Dalam sambutannya, Haedar Nashir mengapresiasi konsep pembukaan yang menghadirkan nuansa budaya Betawi. Ia menjelaskan bahwa istilah Tanwir dalam Muhammadiyah telah digunakan sejak Muktamar 1935 di Banjarmasin, yang bermakna sebagai gerakan pencerahan. “Tanwir itu dimaknai Muhammadiyah sebagai praksis untuk membebaskan dari kebodohan dan persoalan lainnya,” ujar Haedar.
Haedar menekankan pentingnya Tanwir I ‘Aisyiyah sebagai forum strategis untuk memecahkan persoalan kemanusiaan dan menghadirkan Islam sebagai solusi atas krisis moral dan spiritual. “Islam harus hadir lebih dari sekadar pidato retorika, tetapi menjadi solusi nyata,” tegasnya.
Selain itu, Tanwir ini diharapkan dapat memperkuat relasi sosial yang berkeadilan dan tanpa diskriminasi.
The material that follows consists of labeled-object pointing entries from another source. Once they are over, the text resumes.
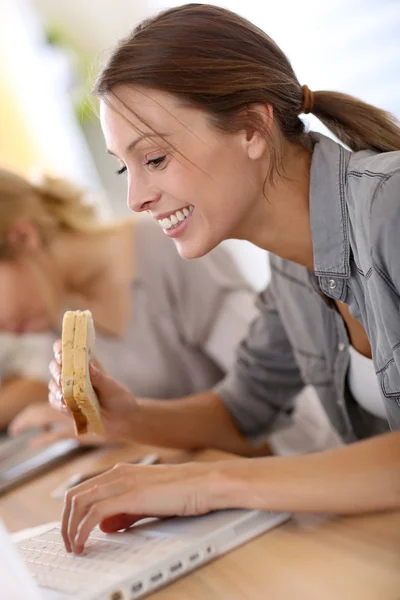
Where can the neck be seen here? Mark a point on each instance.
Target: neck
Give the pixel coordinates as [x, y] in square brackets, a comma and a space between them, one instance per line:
[280, 222]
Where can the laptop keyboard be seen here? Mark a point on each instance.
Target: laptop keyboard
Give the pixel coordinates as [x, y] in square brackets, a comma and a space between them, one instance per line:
[102, 563]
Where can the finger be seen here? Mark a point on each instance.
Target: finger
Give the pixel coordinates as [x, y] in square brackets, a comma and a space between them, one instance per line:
[118, 522]
[98, 512]
[99, 480]
[56, 399]
[50, 438]
[57, 349]
[86, 500]
[55, 370]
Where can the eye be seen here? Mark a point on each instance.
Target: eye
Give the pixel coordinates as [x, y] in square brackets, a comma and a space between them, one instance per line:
[155, 163]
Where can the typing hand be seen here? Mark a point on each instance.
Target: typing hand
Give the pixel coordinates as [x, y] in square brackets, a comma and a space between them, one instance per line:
[120, 497]
[118, 405]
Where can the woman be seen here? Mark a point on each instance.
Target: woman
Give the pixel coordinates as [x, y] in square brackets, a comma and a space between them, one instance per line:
[165, 327]
[202, 109]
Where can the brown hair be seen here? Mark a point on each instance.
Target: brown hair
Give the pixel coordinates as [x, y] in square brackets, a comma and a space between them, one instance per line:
[219, 62]
[53, 205]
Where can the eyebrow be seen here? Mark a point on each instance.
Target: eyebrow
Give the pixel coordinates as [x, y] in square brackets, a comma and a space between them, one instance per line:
[132, 145]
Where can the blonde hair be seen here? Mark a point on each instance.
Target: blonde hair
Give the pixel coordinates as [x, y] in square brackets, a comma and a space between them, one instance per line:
[53, 205]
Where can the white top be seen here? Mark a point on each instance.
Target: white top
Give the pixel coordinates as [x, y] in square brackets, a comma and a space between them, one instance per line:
[364, 384]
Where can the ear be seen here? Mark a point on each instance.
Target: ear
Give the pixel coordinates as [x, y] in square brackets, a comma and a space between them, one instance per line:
[260, 119]
[24, 236]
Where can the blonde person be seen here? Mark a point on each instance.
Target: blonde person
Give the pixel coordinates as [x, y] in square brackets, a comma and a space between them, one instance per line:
[201, 110]
[166, 327]
[23, 372]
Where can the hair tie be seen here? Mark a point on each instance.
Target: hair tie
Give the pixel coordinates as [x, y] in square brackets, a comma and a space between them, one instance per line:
[308, 100]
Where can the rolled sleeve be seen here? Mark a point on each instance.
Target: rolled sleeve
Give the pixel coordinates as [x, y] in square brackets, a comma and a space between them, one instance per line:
[260, 390]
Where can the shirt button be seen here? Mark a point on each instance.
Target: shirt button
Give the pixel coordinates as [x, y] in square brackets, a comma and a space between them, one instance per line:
[332, 284]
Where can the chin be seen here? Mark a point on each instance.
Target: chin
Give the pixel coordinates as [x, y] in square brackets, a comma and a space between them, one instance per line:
[194, 248]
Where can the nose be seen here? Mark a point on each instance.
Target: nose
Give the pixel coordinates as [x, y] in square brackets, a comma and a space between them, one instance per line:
[141, 196]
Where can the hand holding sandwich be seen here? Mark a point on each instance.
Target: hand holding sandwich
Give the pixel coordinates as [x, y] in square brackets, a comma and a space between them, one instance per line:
[116, 403]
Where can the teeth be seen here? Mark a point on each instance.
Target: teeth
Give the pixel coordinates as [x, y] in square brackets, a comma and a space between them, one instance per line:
[165, 223]
[178, 217]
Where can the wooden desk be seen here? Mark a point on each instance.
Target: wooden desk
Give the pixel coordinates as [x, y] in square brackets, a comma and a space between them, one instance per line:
[308, 558]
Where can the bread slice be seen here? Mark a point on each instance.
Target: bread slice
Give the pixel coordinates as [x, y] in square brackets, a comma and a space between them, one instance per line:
[67, 372]
[78, 339]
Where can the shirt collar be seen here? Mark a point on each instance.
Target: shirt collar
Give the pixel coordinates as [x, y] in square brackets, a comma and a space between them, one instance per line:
[328, 214]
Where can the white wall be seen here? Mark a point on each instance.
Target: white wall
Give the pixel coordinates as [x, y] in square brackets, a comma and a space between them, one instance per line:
[350, 46]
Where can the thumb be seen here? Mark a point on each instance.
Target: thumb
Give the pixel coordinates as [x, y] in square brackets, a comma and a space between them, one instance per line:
[118, 522]
[104, 385]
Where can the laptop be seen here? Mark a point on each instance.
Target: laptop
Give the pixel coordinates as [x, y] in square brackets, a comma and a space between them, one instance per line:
[128, 564]
[20, 462]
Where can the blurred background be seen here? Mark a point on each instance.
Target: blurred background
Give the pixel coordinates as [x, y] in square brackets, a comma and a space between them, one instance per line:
[49, 51]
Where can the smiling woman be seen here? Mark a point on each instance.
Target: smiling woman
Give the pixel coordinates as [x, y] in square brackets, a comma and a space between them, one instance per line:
[237, 151]
[164, 327]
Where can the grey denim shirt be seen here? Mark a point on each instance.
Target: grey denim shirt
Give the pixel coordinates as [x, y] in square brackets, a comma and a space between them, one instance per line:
[299, 338]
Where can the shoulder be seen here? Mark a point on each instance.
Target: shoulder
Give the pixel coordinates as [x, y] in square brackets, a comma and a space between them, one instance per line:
[373, 167]
[374, 191]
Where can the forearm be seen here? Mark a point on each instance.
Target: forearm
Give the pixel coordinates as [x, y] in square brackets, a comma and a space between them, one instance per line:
[199, 421]
[15, 394]
[362, 477]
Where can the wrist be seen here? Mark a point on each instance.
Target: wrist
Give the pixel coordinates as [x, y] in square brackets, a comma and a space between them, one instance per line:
[228, 484]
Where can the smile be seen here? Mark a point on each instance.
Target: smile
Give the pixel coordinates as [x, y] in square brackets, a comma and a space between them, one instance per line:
[175, 218]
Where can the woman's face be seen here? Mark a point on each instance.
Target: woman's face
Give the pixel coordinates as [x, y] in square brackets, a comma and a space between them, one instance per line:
[200, 184]
[23, 307]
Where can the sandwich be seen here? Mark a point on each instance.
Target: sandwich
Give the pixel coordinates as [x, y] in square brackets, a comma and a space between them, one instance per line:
[78, 339]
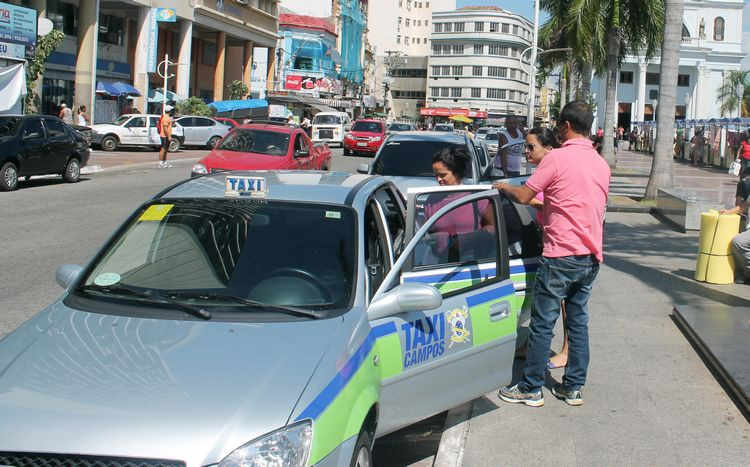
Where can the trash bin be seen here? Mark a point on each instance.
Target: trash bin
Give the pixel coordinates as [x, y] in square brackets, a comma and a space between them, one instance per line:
[715, 263]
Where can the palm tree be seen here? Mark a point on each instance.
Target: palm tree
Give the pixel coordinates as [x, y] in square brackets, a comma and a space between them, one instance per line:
[662, 166]
[727, 93]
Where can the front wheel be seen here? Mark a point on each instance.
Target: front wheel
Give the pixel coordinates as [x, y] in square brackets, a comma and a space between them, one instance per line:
[362, 456]
[72, 171]
[9, 177]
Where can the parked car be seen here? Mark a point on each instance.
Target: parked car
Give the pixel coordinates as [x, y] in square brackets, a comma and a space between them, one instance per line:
[366, 136]
[39, 145]
[133, 130]
[265, 147]
[201, 131]
[268, 318]
[330, 127]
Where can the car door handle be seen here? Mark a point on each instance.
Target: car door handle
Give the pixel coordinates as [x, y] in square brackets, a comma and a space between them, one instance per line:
[499, 311]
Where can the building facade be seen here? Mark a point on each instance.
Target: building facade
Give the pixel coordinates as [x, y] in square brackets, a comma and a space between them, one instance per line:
[210, 42]
[475, 62]
[398, 32]
[711, 48]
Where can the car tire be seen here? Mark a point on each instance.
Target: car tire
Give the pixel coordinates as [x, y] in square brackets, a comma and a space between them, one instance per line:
[213, 142]
[72, 171]
[9, 177]
[109, 143]
[362, 456]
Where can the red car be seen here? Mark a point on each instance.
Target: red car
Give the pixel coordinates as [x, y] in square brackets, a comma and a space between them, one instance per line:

Haedar juga menyoroti pentingnya mengubah pola gerakan konfrontatif menjadi solusi yang lebih konstruktif. “Tanwir bukan sekadar rapat biasa, melainkan forum yang harus menghasilkan kontribusi nyata,” tambahnya.
Pembukaan Tanwir I ‘Aisyiyah ditandai dengan simbolis pelepasan anak panah ke layar oleh Haedar Nashir bersama Ketua Umum PP ‘Aisyiyah, Salmah Orbayinah, sebagai simbol dimulainya agenda besar ini.
Melalui forum ini, ‘Aisyiyah diharapkan dapat terus berperan aktif dalam menciptakan perubahan positif dan memperjuangkan kesetaraan gender demi terwujudnya Indonesia yang lebih berkeadilan.